Je vous propose maintenant d’écouter quelques extraits pour lesquels j’ai utilisé des presets suffisamment représentatifs des capacités de la machine :
- 20 – Preset Wide Eddie – EVH 5150 IIIS 6L6 Blue00:37
- 21 – Preset Deep Dive – 65 Deluxe Reverb00:31
- 22 – Preset Starfall – 65 Twin Reverb00:34
- 23 – Preset Harmonic Swirl – 65 Super Reverb00:20
- 24 – Preset Big Ambient – 65 Deluxe Reverb00:30
- 25 – Preset Royal Tea – 2xUK3000:13
- 26 – Preset Studio Bass00:16
- 27 – Preset Acoustic00:31
La puissance du Tone Master Pro est suffisante pour bénéficier de la fonction « spillover » entre deux presets. Autrement dit, lorsque l’on passe d’un preset à l’autre, les queues de réverbes et autres effets qui génèrent des répétitions sont préservés. De plus, il sera possible d’utiliser les footswitches pour changer de preset, activer des effets à la manière d’un pedalboard traditionnel ou une combinaison des deux. Le Tone Master Pro propose également une organisation par morceau ou par setlist.
Par ailleurs, un preset pourra être composé d’effets branchés en série ou en parallèle. Étant donné que le multieffet dispose d’une entrée Line/Mic, on pourra créer deux circuits indépendants, un pour la guitare ou la basse et un autre pour le micro. Chacun de ces circuits pourra ensuite être envoyé sur les sorties de son choix.
En revanche, malgré une connectique qui se veut complète, le Tone Master Pro n’offre pas la possibilité de cloner son matériel (amplis, pédales de saturation ou l’ensemble). C’est là un manquement surprenant pour une machine vendue à ce prix. Ceci fait perdre une certaine forme de flexibilité à l’appareil ; cela implique aussi de devoir compter sur la bonne volonté de Fender vis-à-vis de son suivi des mises à jour et l’ajout de références supplémentaires.

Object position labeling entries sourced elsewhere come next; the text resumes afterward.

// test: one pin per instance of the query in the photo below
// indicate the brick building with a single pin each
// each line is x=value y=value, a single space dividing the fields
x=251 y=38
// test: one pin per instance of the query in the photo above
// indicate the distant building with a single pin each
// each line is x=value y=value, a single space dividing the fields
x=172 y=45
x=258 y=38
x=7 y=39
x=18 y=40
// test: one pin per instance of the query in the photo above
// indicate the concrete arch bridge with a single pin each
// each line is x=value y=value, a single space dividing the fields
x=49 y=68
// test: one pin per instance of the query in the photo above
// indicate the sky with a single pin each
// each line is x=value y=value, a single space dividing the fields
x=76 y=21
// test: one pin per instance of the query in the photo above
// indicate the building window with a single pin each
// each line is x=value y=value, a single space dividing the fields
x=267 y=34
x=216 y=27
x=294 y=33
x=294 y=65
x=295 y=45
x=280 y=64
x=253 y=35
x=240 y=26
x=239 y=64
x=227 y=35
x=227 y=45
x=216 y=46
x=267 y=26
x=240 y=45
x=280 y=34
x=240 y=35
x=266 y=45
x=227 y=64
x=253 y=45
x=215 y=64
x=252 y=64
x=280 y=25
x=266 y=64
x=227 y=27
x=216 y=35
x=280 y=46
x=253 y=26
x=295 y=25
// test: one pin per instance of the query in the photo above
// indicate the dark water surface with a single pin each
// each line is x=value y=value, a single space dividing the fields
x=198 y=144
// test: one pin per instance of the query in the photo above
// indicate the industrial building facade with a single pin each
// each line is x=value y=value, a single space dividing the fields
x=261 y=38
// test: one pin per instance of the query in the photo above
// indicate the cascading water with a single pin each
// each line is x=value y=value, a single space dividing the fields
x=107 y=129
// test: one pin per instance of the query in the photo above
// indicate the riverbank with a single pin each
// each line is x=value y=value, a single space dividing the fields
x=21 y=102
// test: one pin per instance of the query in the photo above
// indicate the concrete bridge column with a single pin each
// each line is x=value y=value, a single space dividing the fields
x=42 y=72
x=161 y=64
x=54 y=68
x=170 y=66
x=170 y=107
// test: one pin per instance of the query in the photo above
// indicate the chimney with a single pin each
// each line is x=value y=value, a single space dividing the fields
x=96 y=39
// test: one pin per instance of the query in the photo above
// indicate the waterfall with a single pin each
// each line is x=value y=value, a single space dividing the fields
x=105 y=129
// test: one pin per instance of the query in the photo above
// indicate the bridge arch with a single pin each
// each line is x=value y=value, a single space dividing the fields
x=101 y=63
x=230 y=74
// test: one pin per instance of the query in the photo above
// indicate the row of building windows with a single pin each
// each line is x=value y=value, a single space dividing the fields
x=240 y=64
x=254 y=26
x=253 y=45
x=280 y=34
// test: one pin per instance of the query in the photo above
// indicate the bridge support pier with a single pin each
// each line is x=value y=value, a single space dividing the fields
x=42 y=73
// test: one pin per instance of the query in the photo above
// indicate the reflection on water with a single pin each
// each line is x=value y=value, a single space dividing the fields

Avant de passer à la conclusion, j’ajoute un dernier mot au sujet de l’enceinte FRFR fournie par Fender dans le cadre de ce test, la Tone Master FR-10. Ce modèle 10 pouces s’est révélé efficace et j’ai particulièrement apprécié la réactivité de l’égaliseur. Cette enceinte pourra donc être un bon complément pour l’instrumentiste qui souhaite disposer d’une configuration numérique complète. De plus, grâce à la flexibilité de routage des sorties du Tone Master Pro, il est possible d’utiliser cette enceinte FRFR comme un retour personnel sur scène. Comptez malgré tout environ 500 euros de budget supplémentaire.
Verdict ?
Le Tone Master Pro de Fender est une machine aux nombreuses qualités. Le multieffet est bien construit, bénéficie d’une prise en main parfaitement bien pensée et dispose de toute la connectique nécessaire pour trouver sa place en studio et sur scène. Les sonorités sont bonnes avec, entre autres, des sensations de jeu excellentes. En revanche, Fender vend son appareil très cher et, pour ce prix, il est dommage de ne pas disposer d’un système de « clonage » devenu assez courant sur les machines de cette catégorie. On aurait également apprécié une gestion d’enceintes aux fonctionnalités plus poussées (utiliser deux micros en stéréo avec un placement libre dans l’espace sur un même bloc). Pour ces raisons, le Tone Master Pro perd quelques points sur sa copie.